The Soxaholix
- "Get Your War On meets Boston Dirt Dogs meets Sons of Sam Horn"
- Website type: Webcomic/Blog
- Owner: Hart Brachen (h.b.)
- Creator: Hart Brachen (h.b.)
- Website: http://www.soxaholix.com
- Registration: No
- Launched: March 30, 2004
- Current status: Concluded, as of December 18, 2016

= The Soxaholix =

Comic-based blog for Boston Red Sox fans

The Soxaholix is a comic-based blog published by pseudonymous Hart Brachen (similar to heartbroken) for Boston Red Sox fans to discuss the team and other sports-related news. Occasionally during the television season the blog also discusses the television drama Lost. The site began just prior to the 2004 baseball season. The author references many different sources of classic literature, modern literature, television shows, popular culture, and internet culture through the characters' dialogue. The setting for the comic revolves around a group of office co-workers in Boston and each daily strip focuses on the conversation of two of the characters in a back-and-forth manner similar to the comic Get your war on.

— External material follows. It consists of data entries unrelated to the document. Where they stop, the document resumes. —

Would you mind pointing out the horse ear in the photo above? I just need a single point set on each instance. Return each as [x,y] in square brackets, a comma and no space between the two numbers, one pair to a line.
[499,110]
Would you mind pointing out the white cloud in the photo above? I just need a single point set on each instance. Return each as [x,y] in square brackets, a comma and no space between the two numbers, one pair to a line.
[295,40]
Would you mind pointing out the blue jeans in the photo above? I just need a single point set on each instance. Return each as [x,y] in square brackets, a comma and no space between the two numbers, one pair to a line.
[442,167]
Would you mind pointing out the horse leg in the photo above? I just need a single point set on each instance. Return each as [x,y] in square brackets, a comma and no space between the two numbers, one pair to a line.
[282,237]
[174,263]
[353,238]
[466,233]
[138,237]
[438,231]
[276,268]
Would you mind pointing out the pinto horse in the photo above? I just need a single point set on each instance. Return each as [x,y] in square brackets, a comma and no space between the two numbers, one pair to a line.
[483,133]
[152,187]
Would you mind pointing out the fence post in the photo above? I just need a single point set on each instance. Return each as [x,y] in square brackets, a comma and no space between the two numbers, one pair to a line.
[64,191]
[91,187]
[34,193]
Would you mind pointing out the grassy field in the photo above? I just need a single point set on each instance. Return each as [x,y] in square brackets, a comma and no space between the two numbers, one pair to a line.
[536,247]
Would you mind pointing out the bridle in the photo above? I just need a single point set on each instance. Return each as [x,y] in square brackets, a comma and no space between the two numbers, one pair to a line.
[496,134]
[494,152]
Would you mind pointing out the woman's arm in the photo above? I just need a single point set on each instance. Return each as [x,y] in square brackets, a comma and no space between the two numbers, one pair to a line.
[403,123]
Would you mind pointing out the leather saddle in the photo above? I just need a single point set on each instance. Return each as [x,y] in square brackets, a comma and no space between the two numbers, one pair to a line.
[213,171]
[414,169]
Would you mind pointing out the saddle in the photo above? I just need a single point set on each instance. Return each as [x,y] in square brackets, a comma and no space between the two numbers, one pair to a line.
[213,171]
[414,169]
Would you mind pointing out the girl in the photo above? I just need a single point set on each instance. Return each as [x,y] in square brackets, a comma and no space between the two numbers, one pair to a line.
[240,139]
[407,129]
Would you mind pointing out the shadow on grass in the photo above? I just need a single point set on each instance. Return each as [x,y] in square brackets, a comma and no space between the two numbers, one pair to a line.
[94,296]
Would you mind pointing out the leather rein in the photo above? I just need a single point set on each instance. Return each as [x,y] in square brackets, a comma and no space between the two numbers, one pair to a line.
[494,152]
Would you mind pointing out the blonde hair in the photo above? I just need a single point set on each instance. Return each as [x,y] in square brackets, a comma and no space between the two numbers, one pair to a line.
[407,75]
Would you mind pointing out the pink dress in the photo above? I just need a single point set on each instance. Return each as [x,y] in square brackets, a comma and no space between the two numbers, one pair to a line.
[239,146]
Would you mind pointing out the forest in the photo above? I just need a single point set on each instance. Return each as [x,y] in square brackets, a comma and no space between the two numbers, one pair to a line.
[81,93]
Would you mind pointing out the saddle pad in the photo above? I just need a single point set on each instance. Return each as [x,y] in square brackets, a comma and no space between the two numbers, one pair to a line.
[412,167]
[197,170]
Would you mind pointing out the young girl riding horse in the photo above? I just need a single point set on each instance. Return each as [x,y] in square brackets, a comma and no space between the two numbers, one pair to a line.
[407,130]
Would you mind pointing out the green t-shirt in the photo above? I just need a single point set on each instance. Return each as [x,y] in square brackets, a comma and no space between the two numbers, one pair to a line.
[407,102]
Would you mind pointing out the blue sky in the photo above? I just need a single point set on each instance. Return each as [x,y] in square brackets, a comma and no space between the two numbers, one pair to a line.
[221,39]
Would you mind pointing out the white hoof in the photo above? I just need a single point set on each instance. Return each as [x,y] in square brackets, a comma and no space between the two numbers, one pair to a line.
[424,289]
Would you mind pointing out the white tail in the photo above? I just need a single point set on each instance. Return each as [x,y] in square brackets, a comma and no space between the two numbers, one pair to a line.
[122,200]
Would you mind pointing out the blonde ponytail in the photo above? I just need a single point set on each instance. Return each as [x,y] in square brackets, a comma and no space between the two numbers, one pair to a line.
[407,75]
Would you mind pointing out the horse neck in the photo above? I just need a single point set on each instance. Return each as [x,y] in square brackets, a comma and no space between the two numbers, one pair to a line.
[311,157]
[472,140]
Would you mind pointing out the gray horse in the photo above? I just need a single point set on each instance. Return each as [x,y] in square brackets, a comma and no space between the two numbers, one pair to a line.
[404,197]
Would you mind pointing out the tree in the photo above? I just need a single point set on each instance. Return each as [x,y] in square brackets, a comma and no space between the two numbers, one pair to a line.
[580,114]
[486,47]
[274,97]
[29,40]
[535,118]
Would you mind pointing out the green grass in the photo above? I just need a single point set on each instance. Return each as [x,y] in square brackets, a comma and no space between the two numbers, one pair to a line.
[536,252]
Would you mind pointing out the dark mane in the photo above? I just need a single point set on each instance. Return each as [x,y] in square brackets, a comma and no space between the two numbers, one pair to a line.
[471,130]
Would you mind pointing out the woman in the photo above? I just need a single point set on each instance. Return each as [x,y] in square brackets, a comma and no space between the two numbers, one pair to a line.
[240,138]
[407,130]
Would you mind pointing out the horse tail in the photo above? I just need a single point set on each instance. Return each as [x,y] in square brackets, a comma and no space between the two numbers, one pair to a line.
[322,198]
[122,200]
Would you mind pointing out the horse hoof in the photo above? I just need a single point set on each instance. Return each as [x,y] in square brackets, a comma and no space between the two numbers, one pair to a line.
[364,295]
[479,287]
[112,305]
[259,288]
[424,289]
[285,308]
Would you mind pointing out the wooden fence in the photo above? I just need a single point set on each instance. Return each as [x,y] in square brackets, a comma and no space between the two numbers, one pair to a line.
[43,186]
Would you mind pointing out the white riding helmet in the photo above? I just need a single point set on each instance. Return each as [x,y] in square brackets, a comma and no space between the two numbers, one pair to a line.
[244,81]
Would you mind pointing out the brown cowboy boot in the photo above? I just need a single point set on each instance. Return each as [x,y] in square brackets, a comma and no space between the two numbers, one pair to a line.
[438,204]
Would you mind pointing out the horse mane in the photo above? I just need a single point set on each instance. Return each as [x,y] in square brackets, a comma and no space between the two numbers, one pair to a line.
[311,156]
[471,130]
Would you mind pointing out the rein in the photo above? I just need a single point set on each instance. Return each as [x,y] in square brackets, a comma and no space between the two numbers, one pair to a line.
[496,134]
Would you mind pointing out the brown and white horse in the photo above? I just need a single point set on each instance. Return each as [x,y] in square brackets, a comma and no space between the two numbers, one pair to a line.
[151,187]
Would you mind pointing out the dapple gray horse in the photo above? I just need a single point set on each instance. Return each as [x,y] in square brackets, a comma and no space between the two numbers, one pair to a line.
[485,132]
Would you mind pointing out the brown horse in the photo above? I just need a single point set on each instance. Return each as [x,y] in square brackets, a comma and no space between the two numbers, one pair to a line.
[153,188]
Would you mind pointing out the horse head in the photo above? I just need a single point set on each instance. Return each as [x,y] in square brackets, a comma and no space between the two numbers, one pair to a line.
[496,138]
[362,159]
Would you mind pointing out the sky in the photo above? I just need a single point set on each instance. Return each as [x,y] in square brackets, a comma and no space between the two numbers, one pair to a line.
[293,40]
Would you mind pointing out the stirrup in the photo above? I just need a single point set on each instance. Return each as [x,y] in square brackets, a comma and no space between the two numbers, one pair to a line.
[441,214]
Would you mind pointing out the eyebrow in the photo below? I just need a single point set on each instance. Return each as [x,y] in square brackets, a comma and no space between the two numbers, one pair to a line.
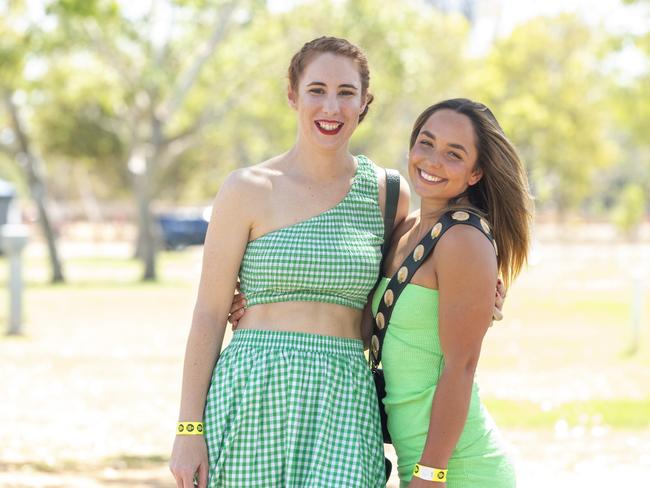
[343,85]
[457,146]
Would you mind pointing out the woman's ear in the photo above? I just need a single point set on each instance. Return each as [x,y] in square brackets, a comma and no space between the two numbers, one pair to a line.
[292,98]
[475,177]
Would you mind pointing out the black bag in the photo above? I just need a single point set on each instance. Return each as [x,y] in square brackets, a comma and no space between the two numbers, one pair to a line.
[390,210]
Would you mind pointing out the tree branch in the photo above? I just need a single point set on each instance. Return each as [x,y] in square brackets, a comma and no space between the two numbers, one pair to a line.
[187,79]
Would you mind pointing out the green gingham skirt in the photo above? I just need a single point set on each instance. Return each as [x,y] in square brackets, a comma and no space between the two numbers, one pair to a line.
[292,410]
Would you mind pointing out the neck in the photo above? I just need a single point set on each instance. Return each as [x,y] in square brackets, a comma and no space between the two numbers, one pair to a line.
[319,163]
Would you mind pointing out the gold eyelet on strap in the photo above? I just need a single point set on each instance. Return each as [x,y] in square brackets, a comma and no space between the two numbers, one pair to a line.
[388,298]
[486,226]
[418,252]
[380,321]
[374,346]
[435,232]
[402,274]
[460,216]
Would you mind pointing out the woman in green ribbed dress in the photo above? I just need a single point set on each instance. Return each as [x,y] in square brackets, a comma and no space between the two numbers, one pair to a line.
[459,157]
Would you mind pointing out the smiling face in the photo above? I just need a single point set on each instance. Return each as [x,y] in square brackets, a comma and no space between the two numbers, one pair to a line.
[328,100]
[442,162]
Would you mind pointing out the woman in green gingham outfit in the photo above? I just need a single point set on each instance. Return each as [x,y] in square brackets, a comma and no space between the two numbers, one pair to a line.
[291,402]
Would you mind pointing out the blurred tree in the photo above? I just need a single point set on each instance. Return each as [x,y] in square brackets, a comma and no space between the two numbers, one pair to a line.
[410,68]
[629,104]
[545,85]
[160,73]
[630,209]
[18,39]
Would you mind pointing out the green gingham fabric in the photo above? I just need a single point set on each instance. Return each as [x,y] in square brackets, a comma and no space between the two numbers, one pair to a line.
[293,410]
[333,257]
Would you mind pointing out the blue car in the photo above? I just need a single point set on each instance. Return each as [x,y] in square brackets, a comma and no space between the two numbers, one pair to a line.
[179,230]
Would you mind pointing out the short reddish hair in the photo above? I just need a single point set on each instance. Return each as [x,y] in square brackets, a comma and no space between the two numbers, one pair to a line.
[334,45]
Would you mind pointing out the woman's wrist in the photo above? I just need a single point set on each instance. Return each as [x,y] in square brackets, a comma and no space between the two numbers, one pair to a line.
[189,428]
[429,473]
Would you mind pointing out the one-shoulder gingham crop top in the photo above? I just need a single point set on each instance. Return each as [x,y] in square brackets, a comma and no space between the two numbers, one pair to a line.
[333,257]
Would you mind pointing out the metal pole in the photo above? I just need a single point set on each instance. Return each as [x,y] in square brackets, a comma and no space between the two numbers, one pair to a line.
[14,237]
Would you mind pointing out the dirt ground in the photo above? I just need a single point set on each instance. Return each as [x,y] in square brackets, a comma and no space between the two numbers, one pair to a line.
[89,395]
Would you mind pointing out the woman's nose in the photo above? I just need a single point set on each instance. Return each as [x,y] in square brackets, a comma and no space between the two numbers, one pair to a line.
[331,105]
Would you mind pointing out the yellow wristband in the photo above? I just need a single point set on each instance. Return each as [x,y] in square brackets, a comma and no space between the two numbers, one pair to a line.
[189,428]
[430,474]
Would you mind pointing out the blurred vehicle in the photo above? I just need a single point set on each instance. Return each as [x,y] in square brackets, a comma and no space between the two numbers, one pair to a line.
[182,228]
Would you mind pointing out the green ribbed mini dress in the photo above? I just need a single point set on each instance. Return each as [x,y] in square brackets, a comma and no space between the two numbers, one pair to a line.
[412,360]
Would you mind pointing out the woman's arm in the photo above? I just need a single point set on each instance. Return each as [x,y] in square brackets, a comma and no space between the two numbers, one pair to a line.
[466,270]
[225,243]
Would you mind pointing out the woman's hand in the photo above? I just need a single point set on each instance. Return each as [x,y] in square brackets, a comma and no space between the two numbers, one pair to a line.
[189,458]
[238,308]
[497,313]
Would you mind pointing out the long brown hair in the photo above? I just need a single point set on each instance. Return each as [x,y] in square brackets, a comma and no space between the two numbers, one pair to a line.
[334,45]
[502,193]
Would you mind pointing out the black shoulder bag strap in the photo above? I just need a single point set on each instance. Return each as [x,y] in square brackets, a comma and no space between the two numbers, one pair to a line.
[390,209]
[410,265]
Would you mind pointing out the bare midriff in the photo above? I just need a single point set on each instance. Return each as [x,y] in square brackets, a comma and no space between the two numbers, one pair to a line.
[308,317]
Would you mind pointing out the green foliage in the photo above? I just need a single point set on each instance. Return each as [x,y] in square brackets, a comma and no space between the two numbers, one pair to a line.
[107,72]
[544,86]
[630,209]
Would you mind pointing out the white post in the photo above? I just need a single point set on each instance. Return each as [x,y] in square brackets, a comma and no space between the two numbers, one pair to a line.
[636,311]
[14,238]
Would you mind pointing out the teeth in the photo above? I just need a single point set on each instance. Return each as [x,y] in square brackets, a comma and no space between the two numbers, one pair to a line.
[328,125]
[429,177]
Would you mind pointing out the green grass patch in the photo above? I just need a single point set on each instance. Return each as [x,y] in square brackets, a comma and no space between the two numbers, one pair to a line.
[615,413]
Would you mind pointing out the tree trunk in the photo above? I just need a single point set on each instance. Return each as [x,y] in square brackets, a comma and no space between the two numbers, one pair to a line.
[31,166]
[140,166]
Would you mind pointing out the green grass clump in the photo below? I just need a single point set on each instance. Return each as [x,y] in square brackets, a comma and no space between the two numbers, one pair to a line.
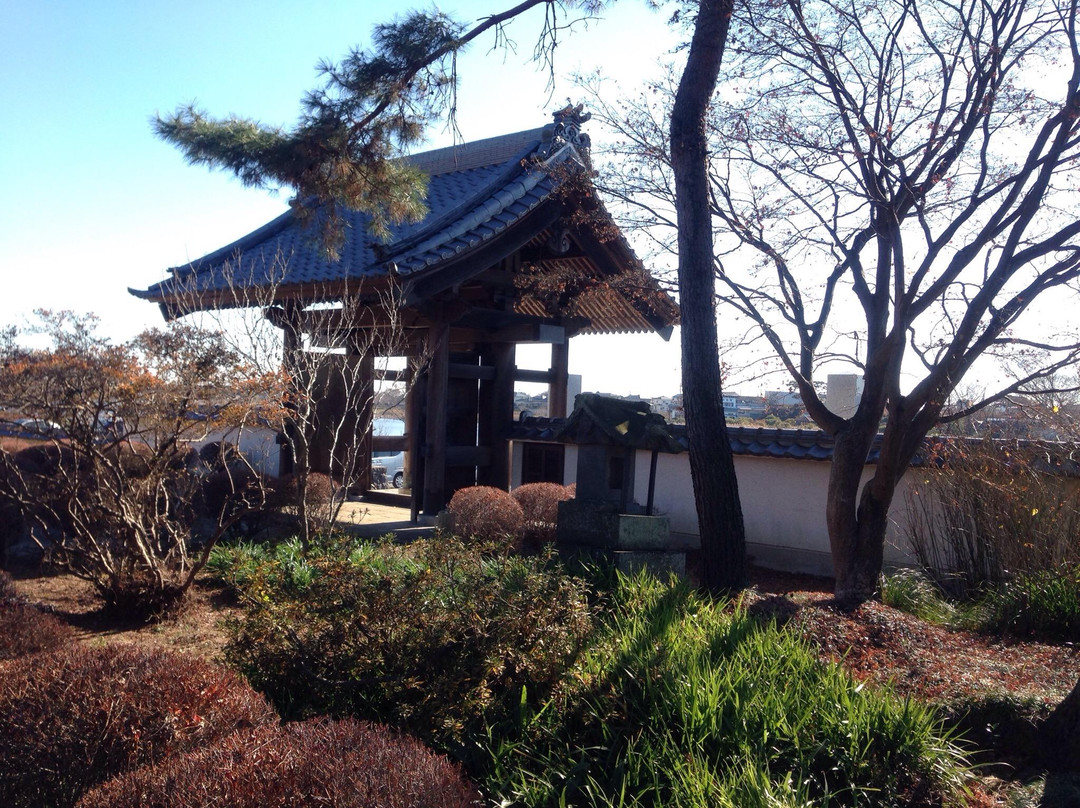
[683,701]
[912,591]
[1044,605]
[430,637]
[623,691]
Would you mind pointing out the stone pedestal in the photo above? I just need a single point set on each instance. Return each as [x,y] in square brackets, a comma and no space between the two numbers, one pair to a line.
[631,541]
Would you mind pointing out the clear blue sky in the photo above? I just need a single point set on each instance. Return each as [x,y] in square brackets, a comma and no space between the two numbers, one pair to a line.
[92,203]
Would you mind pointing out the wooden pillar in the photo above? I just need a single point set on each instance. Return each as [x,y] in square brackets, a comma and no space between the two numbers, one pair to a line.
[292,442]
[559,378]
[362,427]
[497,412]
[414,404]
[434,472]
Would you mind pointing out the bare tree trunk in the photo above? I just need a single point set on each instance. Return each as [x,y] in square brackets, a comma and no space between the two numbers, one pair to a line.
[712,467]
[856,521]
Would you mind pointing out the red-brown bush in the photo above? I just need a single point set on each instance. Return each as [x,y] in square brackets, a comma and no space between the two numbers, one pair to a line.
[76,716]
[486,513]
[341,764]
[539,503]
[25,629]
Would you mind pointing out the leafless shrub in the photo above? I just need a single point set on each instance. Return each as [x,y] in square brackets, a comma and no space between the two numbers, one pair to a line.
[487,514]
[539,503]
[343,764]
[77,716]
[985,511]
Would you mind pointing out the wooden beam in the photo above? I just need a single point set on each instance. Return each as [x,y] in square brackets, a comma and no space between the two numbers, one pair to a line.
[466,456]
[536,377]
[459,371]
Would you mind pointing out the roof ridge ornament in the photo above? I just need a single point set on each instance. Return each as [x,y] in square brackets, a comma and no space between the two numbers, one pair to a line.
[567,131]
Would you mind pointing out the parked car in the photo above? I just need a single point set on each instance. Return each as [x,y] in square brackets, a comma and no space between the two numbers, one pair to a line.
[393,462]
[388,467]
[39,428]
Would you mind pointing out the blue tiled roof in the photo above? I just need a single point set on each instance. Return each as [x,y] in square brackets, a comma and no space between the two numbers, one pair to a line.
[811,444]
[794,444]
[475,192]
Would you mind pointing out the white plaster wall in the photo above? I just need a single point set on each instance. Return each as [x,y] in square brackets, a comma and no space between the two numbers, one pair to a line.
[783,503]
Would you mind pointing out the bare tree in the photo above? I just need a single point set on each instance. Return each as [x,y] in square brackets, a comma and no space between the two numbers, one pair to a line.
[102,467]
[328,351]
[712,465]
[892,183]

Readership averaged 1,600 visitors per day in 2005 with sometimes as many as 12,000 readers in a single day. The site has been recognized by a number of prominent online award committees and sports websites for incisive wit and mix of high-brow as well as low-brow humor, including a 2005 article in The Wall Street Journal. It was also mentioned in the March 2, 2007 All Things Considered story concerning baseball fandom on NPR.

==History==

Hart Brachen, a pseudonym to cover the author's true identity, grew up in New Hampshire and attended college in Boston. He then attended graduate school at a university in the South. Always a Red Sox fan, the author found the comic style of Get your war on appealing and chose to use the method to describe his thoughts about the Red Sox, especially given their heart-breaking end at the hands of the New York Yankees in the 2003 postseason.

One of the first entries included a discussion of blogger Ana Marie Cox and a link to her blog, Wonkette. She linked to the entry from her popular website and The Soxaholix received a large amount of attention very quickly. Readership remains high and the website garners more attention when the team is doing well, such as during and after the 2004 World Series. The author was interviewed for a Wall Street Journal article shortly after the Red Sox lost to the Chicago White Sox in the 2005 postseason. The characters are not real people. Readers comment on the strips, following the lows and highs of the season. Readers and commenters are divided between real and not real, with no clear line of demarcation.

With the sustained success of the Boston Red Sox since 2004, a strip based upon failure, sadness and schadenfreude might have been expected to wither away. Not so. Despite considering a "retirement" or hiatus from the strip after the successful 2013 season, the author continues to post pithy entries nearly every weekday. (With rare exceptions- marked by life-changing events or outrageous fortune—weekend strips are rare). During the 2013 season, in the interest of his (or her) sanity, the author also announced that henceforth there would be no strip on a Friday when the Red Sox were under .500 in wins and losses.

In November 2014, Brachen announced that he was bringing The Soxaholix to an end. Among his own comments on retiring The Soxaholix, he invited the fans to contribute ideas on how to keep the community alive since the strip concluded.

==Format==

Character Bill Callaghan (lower panel) quotes a Richard Howard poem when discussing a 2005 loss to the Yankees with Doug Roy (upper panel)

===Style===
The TypePad blog entries are written in a comic-strip style using only one or two positions for each character's appearance. The dialogue is written in plain HTML above the character's "talk bubble" instead of incorporated into the images; this allows for alternate browsing such as cell phones and RSS syndication. The strip is created in BBEdit and Fireworks MX on an Apple iMac. The original blog used clipart directly from Microsoft Office, but the current artwork is obtained from completely original sources.

==Awards and recognition==
- Blogdom's Best: Boston Red Sox - named the best Red Sox-related blog by Deadspin.
- 2005 Webby Worthy Selection - awarded to sites and teams demonstrating a standard of excellence and outstanding caliber of work.
- 2005 South by Southwest (SXSW) Festival Finalist - "Best Blog".
- 2005 Bloggie Awards Finalist - "Best Non-Weblog Content of a Weblog Site".